The summit gave cyclists an opportunity to talk directly to the mayor and other city officials about what can be done to make the streets safer and make Los Angeles a more bicycle-friendly city.
"We're going to have to change the culture - a culture where driver sometimes don't pay enough attention to or respect the rights and the right of way of cyclists," Villaraigosa said at the summit.
The mayor is still recovering from injuries he suffered in the July accident. Villaraigosa was riding his bicycle on Venice Boulevard when a parked cab abruptly pulled out across a bike lane, causing him to shatter an elbow.
The L.A. City Council has already put aside a little more than $3 million for bike improvements in 2010, said the mayor. Also, the city has put together a plan to build more than 1,600 miles of bike ways.
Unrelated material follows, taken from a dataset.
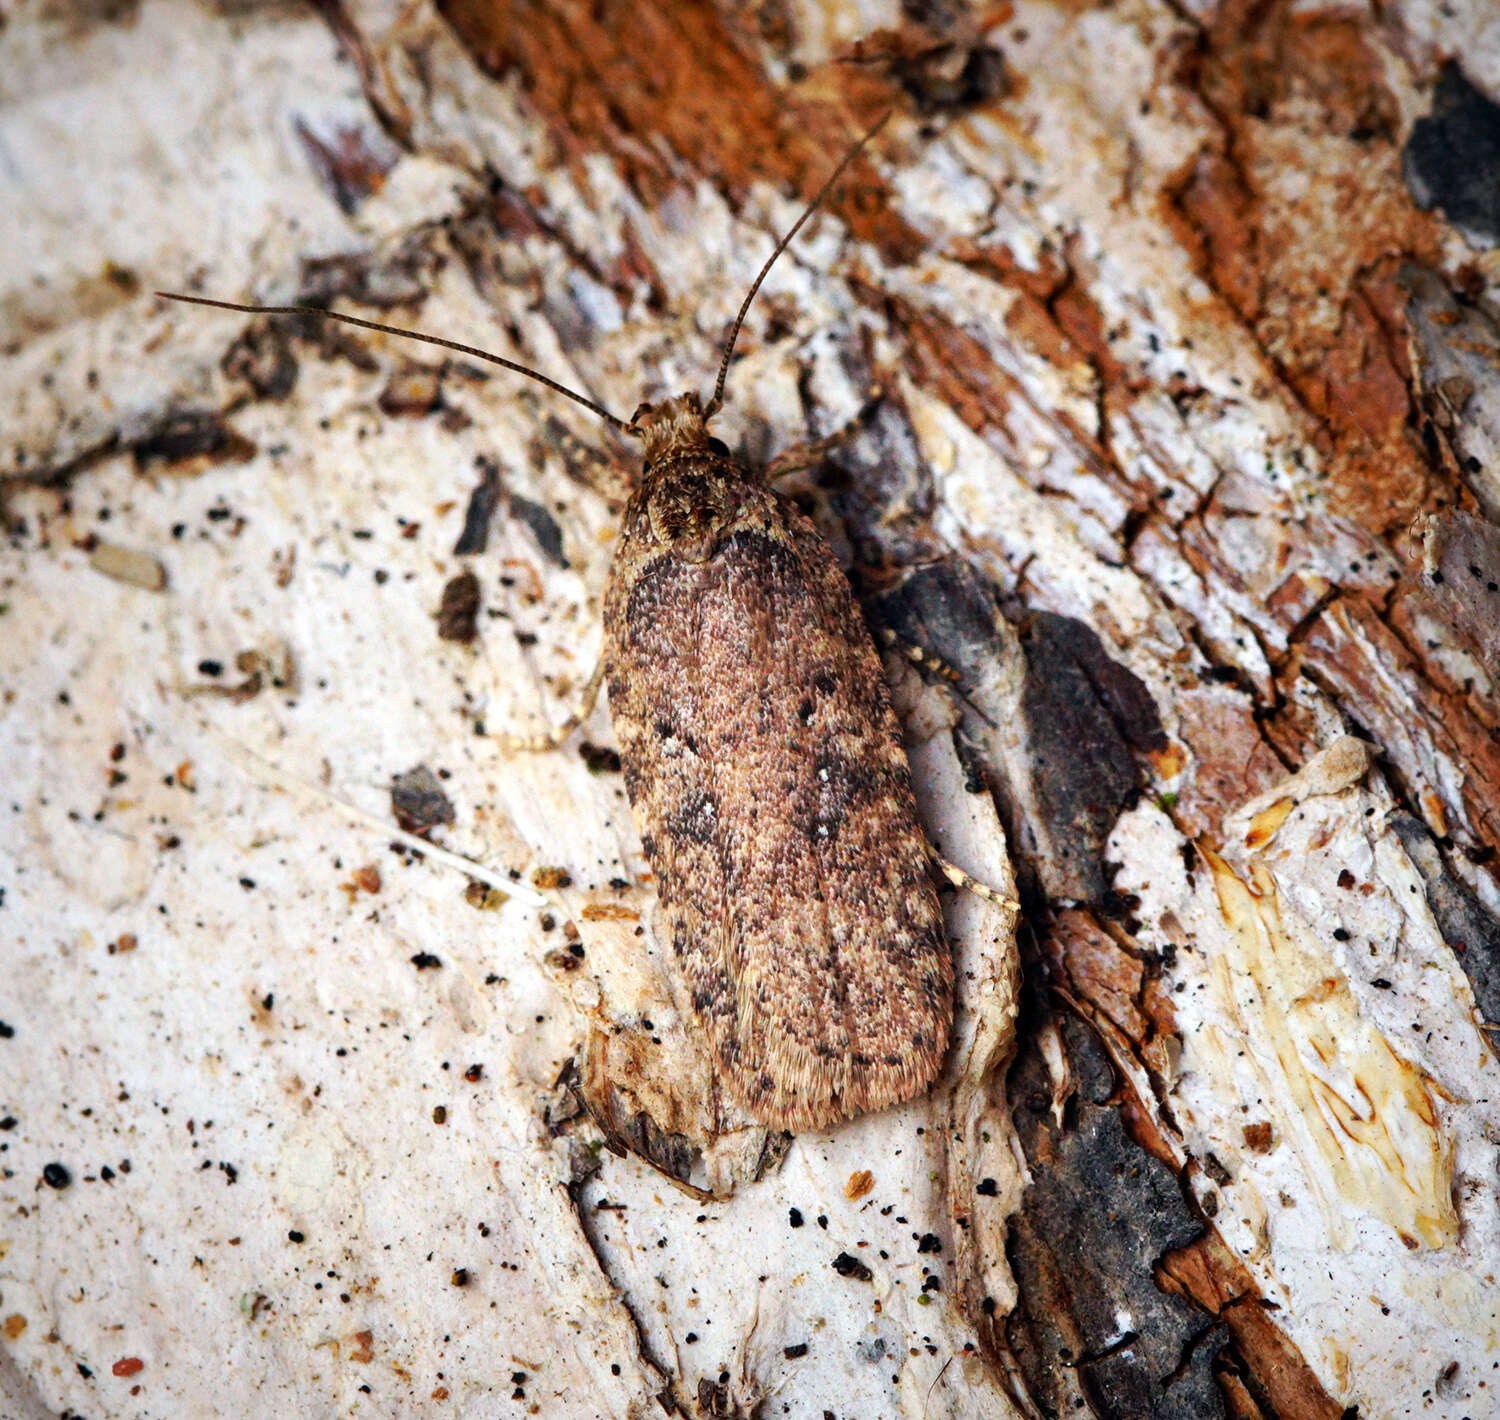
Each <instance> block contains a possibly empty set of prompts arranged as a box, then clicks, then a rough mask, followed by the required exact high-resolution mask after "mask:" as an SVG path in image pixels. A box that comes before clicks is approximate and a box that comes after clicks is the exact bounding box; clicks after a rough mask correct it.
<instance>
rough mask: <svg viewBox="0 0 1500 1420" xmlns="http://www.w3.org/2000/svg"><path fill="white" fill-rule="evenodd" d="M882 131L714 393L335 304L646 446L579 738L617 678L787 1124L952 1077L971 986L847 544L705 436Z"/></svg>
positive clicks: (719, 990) (714, 961)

"We're setting a target of building about 40 miles a year, and at that rate, we'll build about 200 miles every five years," the mayor said.
Speakers representing cycle advocacy groups said bicycle lanes are key to safer roads.
"The city has prioritized cars for so many years, so I think if you start taking away space from the motor vehicles and start giving it to other modes of transportation like bicycling and pedestrians, that's going to start sending a message out to people that they can use alternative modes of transportation," said Aurisha Smolarski with the L.A. County Bicycle Coalition.
"I don't own a car, and I haven't owned a car for almost 20 years, and I bike and take the bus and take the rail, and it's actually been very safe," said bicyclist Joe Linton.
The mayor said that the city is planning a number of public service announcements to educate bike riders and drivers about sharing the roads.